The restaurant at Tourists — named The Airport Rooms in honor of the previous establishment — boasts a tasty seasonal menu by Greg Thomas. Even better is the ambiance influenced by the objects that they preserved from the original building, like vintage record players and an antique grand piano. It’s the perfect place to relax after a long day on the trails.

To get your ride:

There is biking of all kinds to be done in The Berkshires. In fact, road biking is an amazing way to see the area. But no matter what kind of biking you plan on doing, you’re going to need a ride. I highly suggest paying a visit to Village Bikes, just a 15-minute drive from the hotel, to pick out your bike for the weekend. They stock Bianchi hybrid bikes for both adults and kids.

Alternately, if you’re feeling so inclined they offer tandem bikes. Every rental comes with a bike lock and helmets. Safety first.

For a caffeine charge:

If you’re looking for something a little more artisanal than Cumberland Farms or Dunkin’ Donuts (no judgment) check out Tunnel City Coffee. The caffeine high comes in clutch during the downhills too. The specialty coffee company has been operating out of the northern Berkshires since 1992. The name comes from the landmark Hoosac Tunnel, a piece of infrastructure which set the stage for businesses to set up shop.
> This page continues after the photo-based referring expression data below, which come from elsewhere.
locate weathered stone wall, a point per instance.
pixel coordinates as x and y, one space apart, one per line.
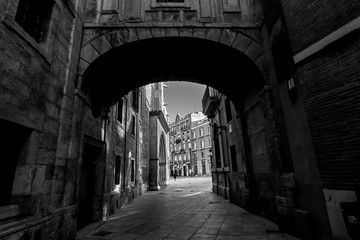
199 11
37 92
328 15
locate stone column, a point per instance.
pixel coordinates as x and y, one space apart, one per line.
154 175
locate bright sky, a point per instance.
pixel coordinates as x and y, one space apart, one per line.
183 98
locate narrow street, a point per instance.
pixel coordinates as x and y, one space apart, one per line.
185 209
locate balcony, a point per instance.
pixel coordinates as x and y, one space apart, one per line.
210 101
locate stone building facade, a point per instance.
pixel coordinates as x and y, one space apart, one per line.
324 70
180 143
66 64
200 155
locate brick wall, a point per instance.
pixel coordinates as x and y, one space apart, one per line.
308 21
331 89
They roast all of their coffee nearby in the historic Norad Mill of North Adams.

For the best shred:

Does cruising downhill over gnarled roots and dirt while green boughs whip over your helmet sound like heaven? It does to us. So, make your way to the outdoors playground that is Thunder Mountain Bike Park. The last time I went there I hadn’t been in the saddle for a while and they helped me get dialed in proper.

This is a wonderland of paths with all kinds of difficulty levels, meaning fun for the whole family. They’ve even been developing a couple of special challenges for the more experienced riders with experts from Gravity Logic, considered to be the leader in mountain bike track design. Time to flow.

For a carb-load:

Nestled amongst the Berkshire and Taconic Hills in the beautiful Hancock Valley, Ioka Valley Farm is a charming rustic farm that definitely needs to be on your list. Grab one of their delightful pancake meals (nothing fancy — you’re in the country), accompanied by their own homemade maple syrup. You earned the calorie splurge on the trails. Once you’re done eating your fill go out to mingle with their large menagerie of animals — goats, ducks, chickens, rabbits, sheep, pigs, alpacas, and of course, cows.

For road inspiration:

Give the legs a break and learn about how those woods you just tracked through inspired a few of our greatest minds at Arrowhead & Hawthorne House. Back in the 1800s when Herman Melville was penning Moby Dick, there was another author, Nathaniel Hawthorne, just down the road in the Berkshires writing The House of Seven Gables. Their first meeting came when they both ran for cover during a thunderstorm while out on separate hikes (quite the meet-cute). Their friendship became so strong that Melville dedicated Moby Dick to Hawthorne when it was published.

You can visit these places to pay tribute to these literary icons, and maybe even get inspired yourself.

For more calories:

There are a number of shiny new eateries that have popped up in The Berkshires recently with the growing demand and interest for the area’s farm-to-table cuisine. The Mill on the Floss was there before all of them, serving delicious locally sourced dishes for over four decades. Sit down in the lovely restored farmhouse while Chef Suzanne Champagne Ivy, whose family has owned the restaurant since the opening, prepares hearty dishes in their open kitchen.

For the nights:

You aren’t going to be biking at night (please don’t bike at night) so instead go check out the Tanglewood Music Center. Ever since the Boston Symphony started hosting open-air concerts in the Berkshires back in the 1930s and 1940s, the area has become a cultural mecca. The Tanglewood Music Center was built to support those original shows. These days, their stage is home to the world’s most in-demand acts, with upcoming performances by Josh Groban, home town hero James Taylor, and of course the Boston Symphony.

Back at the hotel set the Spotify to “James Taylor” radio and prepare for some sweet dreams.